The second tailwind is artist demand for credible, low-overhead giving vehicles. High-profile missteps by celebrity-led foundations over the past decade have made established 501(c)(3) intermediaries more attractive than bespoke setups. PLUS1's pitch (we handle the compliance, you keep the relationship with your fans) is well matched to that environment.

Team and traction

PLUS1 was founded in 2014 in Montreal and grew out of the Arcade Fire camp's earlier work routing ticket revenue to Partners In Health, a lineage the trade press still references when introducing the organization to new markets [The Music Network]. The headline operating numbers are the cumulative ones: $30 million granted, 300-plus artist, event, and brand partners, and 830-plus nonprofit recipients [ZoomInfo.com]. The product surface has expanded from the original ticket-donation mechanic into named rapid-response vehicles, including the Reproductive Health Access Fund and the PLUS1 for Mental Health Access Fund, both of which accept direct donations alongside the ticket-driven flow [PLUS1.org].

What bears say, what bulls answer

The most credible concern is concentration risk on the live-events industry. PLUS1's flywheel depends on tours happening, tickets selling, and partner artists staying active; any sustained shock to live music (a pandemic-style shutdown, a downturn in discretionary spending, a consolidation event among promoters) would compress the top of the funnel.
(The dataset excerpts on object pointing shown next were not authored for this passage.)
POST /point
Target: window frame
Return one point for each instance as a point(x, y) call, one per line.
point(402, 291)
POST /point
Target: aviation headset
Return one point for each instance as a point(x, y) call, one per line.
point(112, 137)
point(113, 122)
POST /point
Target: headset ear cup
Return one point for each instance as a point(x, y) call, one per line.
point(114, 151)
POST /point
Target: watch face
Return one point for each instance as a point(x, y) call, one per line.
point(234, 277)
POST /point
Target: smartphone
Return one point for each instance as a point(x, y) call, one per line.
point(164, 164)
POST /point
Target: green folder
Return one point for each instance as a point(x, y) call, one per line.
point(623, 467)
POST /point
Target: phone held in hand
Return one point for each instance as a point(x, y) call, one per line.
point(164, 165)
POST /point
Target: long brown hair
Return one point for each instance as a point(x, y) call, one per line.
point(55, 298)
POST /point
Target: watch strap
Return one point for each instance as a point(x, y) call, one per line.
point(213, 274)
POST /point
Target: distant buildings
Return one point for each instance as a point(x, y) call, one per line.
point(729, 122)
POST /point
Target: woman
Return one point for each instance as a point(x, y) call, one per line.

The bull answer is in the diversification PLUS1 has already built: the organization now runs standalone funds that accept direct donations independent of any tour, partners with brands as well as artists, and has cross-border charitable status that lets it pursue corporate giving programs alongside ticket add-ons [PLUS1.org]. The $30 million cumulative figure was also assembled through a period that included an 18-month near-total shutdown of touring, which suggests the model has some shock absorption built in.

What to watch

Three things worth tracking over the next 12 months. First, whether PLUS1 publishes an annual grant-out figure that lets observers see the current run-rate rather than only the cumulative total. Second, whether the Select Music partnership is a one-off or the start of a deliberate push into agency-level deals, which would change the unit of sale from individual artist to entire roster [The Music Network]. Third, whether the rapid-response funds (reproductive health, mental health) grow into standing programs with named institutional funders, which would reduce reliance on the touring cycle and put PLUS1 closer to the operating shape of a traditional intermediary foundation.

Technical breakdown

  • Legal structure: Dual-registered as a U.S. 501(c)(3) (EIN 46-4556468) and a Canadian registered charity, enabling cross-border grant flow without partner-side compliance lift [PLUS1.org].
  • Revenue mechanic: $1 per-ticket add-on at point of sale, supplemented by direct fund donations and brand campaigns [PLUS1.org].
  • Service layer: Philanthropic advising, charity ticket add-on infrastructure, artist-directed funds, rapid-response campaigns [PLUS1.org].
  • Cumulative throughput: ~$30M granted, 300+ artist/event/brand partners, 830+ nonprofit recipients since 2014 [ZoomInfo.com].

What could go wrong at scale

The failure mode to watch is not fraud or mission drift; the governance scaffolding around a dual-jurisdiction 501(c)(3) is well-understood. The harder problem is operating use. Every new artist partnership adds bespoke work (cause selection, fan communications, reporting), and grant-out volume scales with administrative cost in ways that pure-software intermediaries avoid. If PLUS1 wants to move from $30 million cumulative to $30 million annual, it will need either a materially larger operations team or a more standardized product that pushes more of the cause-selection and reporting work onto self-serve tooling for artists and their managers. Neither path is cheap, and both require capital that nonprofits raise on slower cycles than venture-backed peers. The model works. The question is how steeply it can be made to climb.